Ensemble/Voting Classification in Python with Scikit-Learn

Introduction

Ensemble classification models can be powerful machine learning tools capable of achieving excellent performance and generalizing well to new, unseen datasets.

The value of an ensemble classifier is that, in joining together the predictions of multiple classifiers, it can correct for errors made by any individual classifier, leading to better accuracy overall. Let's take a look at the different ensemble classification methods and see how these classifiers can be implemented in Scikit-Learn.

What are Ensemble Models in Machine Learning?

ensemble
Credit: Pixabay

Ensemble models are an ensemble learning method that combines different algorithms together. In this sense, it is a meta-algorithm rather than an algorithm itself. Ensemble learning methods are valuable because they can improve the performance of a predictive model.

Ensemble learning methods work off of the idea that tying the predictions of multiple classifiers together will lead to better performance by either improving prediction accuracy or reducing aspects like bias and variance.

In general, an ensemble model falls into one of two categories: sequential approaches and parallel approaches.

A sequential ensemble model operates by having the base learners/models generated in sequence. Sequential ensemble methods are typically used to try and increase overall performance, as the ensemble model can compensate for inaccurate predictions by re-weighting the examples that were previously misclassified. A notable example of this is AdaBoost.

A parallel model is, as you may be able to guess, methods that rely on creating and training the base learners in parallel. Parallel methods aim to reduce the error rate by training many models in parallel and averaging the results together. A notable example of a parallel method is the Random Forest Classifier.

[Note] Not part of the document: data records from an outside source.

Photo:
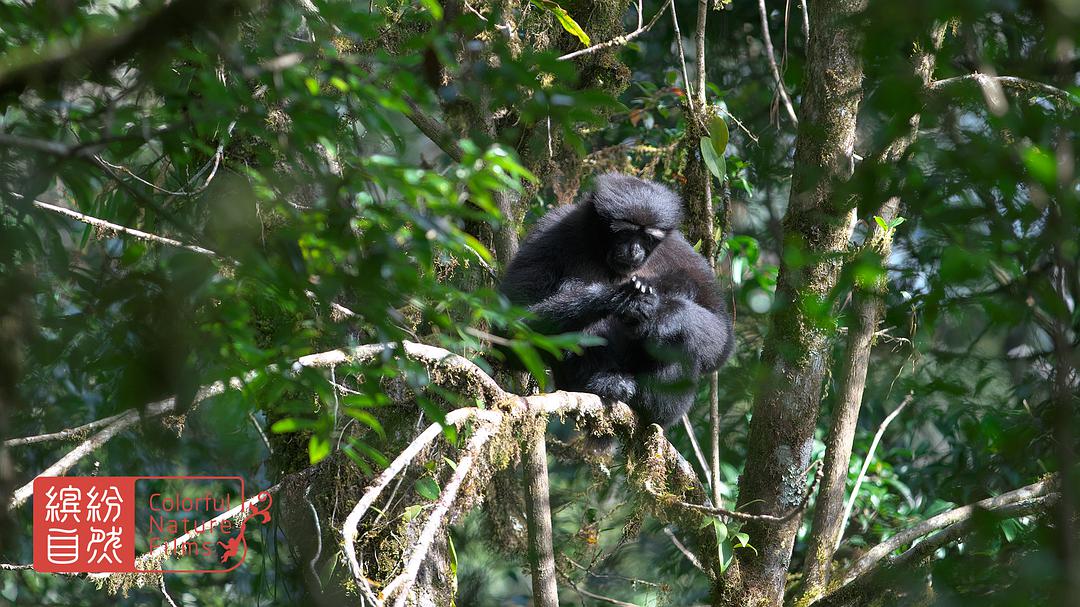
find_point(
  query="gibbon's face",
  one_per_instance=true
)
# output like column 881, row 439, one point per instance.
column 631, row 245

Another way of thinking about this is a distinction between homogenous and heterogeneous learners. While most of the ensemble learning methods use homogeneous base learners (many of the same type of learners), some ensemble methods use heterogeneous learners (different learning algorithms joined together).

To recap:

  • Sequential models try to increase performance by re-weighting examples, and models are generated in sequence.
  • Parallel models work by averaging results together after training many models at the same time.

We'll now cover different methods of employing these models to solve machine learning classification problems.

Different Ensemble Classification Methods

Bagging

ensemble_bagging
Credit: Wikimedia Commons

Bagging, also known as bootstrap aggregating, is a classification method that aims to reduce the variance of estimates by averaging multiple estimates together. Bagging creates subsets from the main dataset that the learners are trained on.

In order for the predictions of the different classifiers to be aggregated, either an averaging is used for regression, or a voting approach is used for classification (based on the decision of the majority).

One example of a bagging classification method is the Random Forests Classifier. In the case of the random forests classifier, all the individual trees are trained on a different sample of the dataset.

The tree is also trained using random selections of features. When the results are averaged together, the overall variance decreases and the model performs better as a result.

Boosting

Boosting algorithms are capable of taking weak, underperforming models and converting them into strong models. The idea behind boosting algorithms is that you assign many weak learning models to the datasets, and then the weights for misclassified examples are tweaked during subsequent rounds of learning.

The predictions of the classifiers are aggregated and then the final predictions are made through a weighted sum (in the case of regressions), or a weighted majority vote (in the case of classification).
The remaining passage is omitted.